At the core of the Ethiopian crisis is the government blockade of humanitarian aid to the starving people in Tigray. But Ahmed fails to understand that if enacted his proposals would place Abiy in a position where he could drag out the national dialogue so that his objective of inflicting starvation on the Tigrayans could continue and thus increase the pressure on the TPLF to surrender. According to the UN, 90 truck loads of humanitarian relief are needed every day in Tigray and for most of the past few months only 10 trucks a day have arrived. Would Ahmed’s proposed negotiations focus on humanitarian aid delivery with the TPLF presumably arguing for 90+ trucks a day and Abiy wanting 0 trucks? Should mediators be brought in to reach a compromise so that 45 trucks a day could reach Tigray and thus only half as many people die of starvation?

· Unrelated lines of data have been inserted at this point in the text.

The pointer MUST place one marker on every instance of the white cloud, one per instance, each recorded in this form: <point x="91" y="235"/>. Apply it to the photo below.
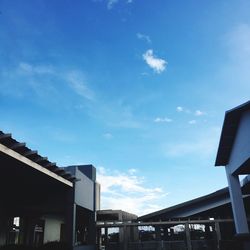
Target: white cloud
<point x="192" y="122"/>
<point x="238" y="41"/>
<point x="38" y="69"/>
<point x="199" y="113"/>
<point x="157" y="64"/>
<point x="127" y="191"/>
<point x="203" y="146"/>
<point x="78" y="83"/>
<point x="111" y="3"/>
<point x="179" y="109"/>
<point x="108" y="136"/>
<point x="143" y="37"/>
<point x="164" y="119"/>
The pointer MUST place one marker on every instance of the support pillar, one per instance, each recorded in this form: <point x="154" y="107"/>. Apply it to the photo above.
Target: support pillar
<point x="188" y="236"/>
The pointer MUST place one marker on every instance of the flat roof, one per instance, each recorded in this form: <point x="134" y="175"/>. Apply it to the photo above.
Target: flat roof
<point x="206" y="202"/>
<point x="22" y="153"/>
<point x="229" y="130"/>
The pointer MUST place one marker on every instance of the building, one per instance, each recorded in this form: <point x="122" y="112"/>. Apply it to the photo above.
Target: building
<point x="234" y="154"/>
<point x="109" y="234"/>
<point x="41" y="202"/>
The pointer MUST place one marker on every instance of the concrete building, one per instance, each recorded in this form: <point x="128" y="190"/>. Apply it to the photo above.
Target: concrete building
<point x="111" y="236"/>
<point x="234" y="154"/>
<point x="41" y="202"/>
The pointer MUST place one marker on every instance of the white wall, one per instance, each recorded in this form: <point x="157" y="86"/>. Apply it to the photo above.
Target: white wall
<point x="52" y="229"/>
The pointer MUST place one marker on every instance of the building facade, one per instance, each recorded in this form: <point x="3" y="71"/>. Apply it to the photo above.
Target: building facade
<point x="41" y="202"/>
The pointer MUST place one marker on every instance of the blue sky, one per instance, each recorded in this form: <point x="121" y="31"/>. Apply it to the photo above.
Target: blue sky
<point x="138" y="88"/>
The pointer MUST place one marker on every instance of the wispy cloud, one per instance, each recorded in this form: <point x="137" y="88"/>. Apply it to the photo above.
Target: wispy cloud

I am not being entirely facetious because it was recently reported that there was an indirect agreement between Abiy and the TPLF whereby Abiy would permit 350 trucks of humanitarian aid to be sent to Tigray in return for the TPLF agreeing to flight deliveries of aid to Front controlled urban centres in the Amhara region. In the event the agreement, if there was one, was not implemented. Negotiating with a government using food as a weapon of war is beyond the pale, and nor is it acceptable if there is any evidence that the TPLF is pursuing such policies in its occupied territories.
Ahmed is also anxious to have the belligerents accept a ceasefire which would take away the only pressure point the TPLF has to compel the Ethiopian government to end the humanitarian aid blockade. If the international community had managed to end the blockade a ceasefire would be a reasonable proposal, but it has not stopped the blockade, and Ahmed’s proposal involves the TPLF accepting the mass starvation of their people. It need hardly be said that the TPLF will not give up its only means to pressure the government in the hope that this will lead at some point to negotiations that at a future date may lead to a compromise on the delivery of humanitarian aid to Tigray.
These are liberal solutions, versions of them are thrown up for every conflict, unless of course the conflicts involve the Western powers because as they never tire of telling us, their wars are always based on humanitarian principles, and ceasefires and negotiations can be dispensed with.
Since at the core of the crisis is an Ethiopian government orchestrated campaign to starve the people of Tigray, the international community must demand that Abiy and his government end the blockade. The international community should also make clear to Abiy and his government that their crimes have not gone unnoticed – indeed they have been documented by the UN – and they will have to answer for them at the International Criminal Court.